Surf World Cup auf Sylt:
Flaute am Sonntag

Unregelmäßiger Wind bremste die Slalom 42-Spezialisten am zweiten Wettkampftag des Surf World Cups auf Sylt immer wieder aus. Eine harte Geduldsprobe für die Aktiven, bis die Rennleitung alle Wettfahrten für den Sonntag absagte.

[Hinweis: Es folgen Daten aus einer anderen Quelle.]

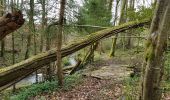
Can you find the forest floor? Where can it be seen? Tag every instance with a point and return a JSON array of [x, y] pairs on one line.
[[102, 81]]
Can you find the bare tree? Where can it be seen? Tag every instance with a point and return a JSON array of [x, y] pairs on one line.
[[59, 42], [155, 51]]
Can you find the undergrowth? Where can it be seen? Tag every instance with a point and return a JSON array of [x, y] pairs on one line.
[[131, 88], [46, 87]]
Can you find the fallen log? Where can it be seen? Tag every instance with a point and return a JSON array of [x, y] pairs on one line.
[[15, 73], [10, 22]]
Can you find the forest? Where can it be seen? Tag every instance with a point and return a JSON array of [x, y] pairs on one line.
[[84, 50]]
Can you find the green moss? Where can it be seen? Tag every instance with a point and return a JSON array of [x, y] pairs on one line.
[[46, 87]]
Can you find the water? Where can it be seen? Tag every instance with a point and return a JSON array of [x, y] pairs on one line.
[[32, 78]]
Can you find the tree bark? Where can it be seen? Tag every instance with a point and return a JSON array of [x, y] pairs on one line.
[[155, 51], [121, 19], [15, 73], [59, 42], [10, 22]]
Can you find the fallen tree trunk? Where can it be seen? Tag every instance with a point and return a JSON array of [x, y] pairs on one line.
[[15, 73], [10, 22]]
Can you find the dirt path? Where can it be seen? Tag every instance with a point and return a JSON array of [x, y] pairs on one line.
[[90, 89], [102, 81]]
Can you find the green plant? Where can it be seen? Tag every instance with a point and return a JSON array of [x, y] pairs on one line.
[[131, 88], [46, 87]]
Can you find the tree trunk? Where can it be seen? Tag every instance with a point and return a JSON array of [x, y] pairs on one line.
[[15, 73], [121, 19], [155, 50], [59, 42], [2, 3]]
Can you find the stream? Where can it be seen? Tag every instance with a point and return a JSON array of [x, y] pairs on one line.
[[31, 79]]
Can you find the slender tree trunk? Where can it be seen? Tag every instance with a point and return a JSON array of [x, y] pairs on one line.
[[2, 3], [121, 20], [59, 42], [155, 51], [44, 24], [131, 8]]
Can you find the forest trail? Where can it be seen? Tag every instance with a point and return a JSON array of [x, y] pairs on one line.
[[102, 81]]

Peter Volwater aus den Niederlanden beim Surf World Cup auf Sylt.  Foto: Michael Kunkel, HOCH ZWEIMehrmals wurde das Weltcup-Fahrerfeld zum fliegenden Start auf die Nordsee beordert, doch jedes Mal flaute der Wind ab und die Zwischenläufe mussten verschoben werden. „Windsurfen ist eine Natursportart, damit müssen wir leben“, erklärte der 35-malige Weltmeister Björn Dunkerbeck das Hin und Her.

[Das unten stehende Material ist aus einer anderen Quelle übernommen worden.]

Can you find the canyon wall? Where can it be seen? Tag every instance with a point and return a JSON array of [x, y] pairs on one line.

Doch schon am Montag soll der Wind auffrischen und in den nächsten Tagen Sturmstärke annehmen. Ideale Bedingungen nicht nur für die Racer, sondern auch die Freestyler und Wellenreiter.  Waveriding-Spezialist Klaas Voget aus Kiel, der auch beim Slalom 42 in der Zwischenrunde steht, erwartet in der kommenden Woche sensationelle Wettkämpfe. „Es sind über 30 Knoten und vier Meter hohe Wellen vorhergesagt. Da können wir uns richtig austoben und den Zuschauern alles zeigen, was das Windsurfen so spektakulär macht“, versprach die Nummer 14 der Weltrangliste.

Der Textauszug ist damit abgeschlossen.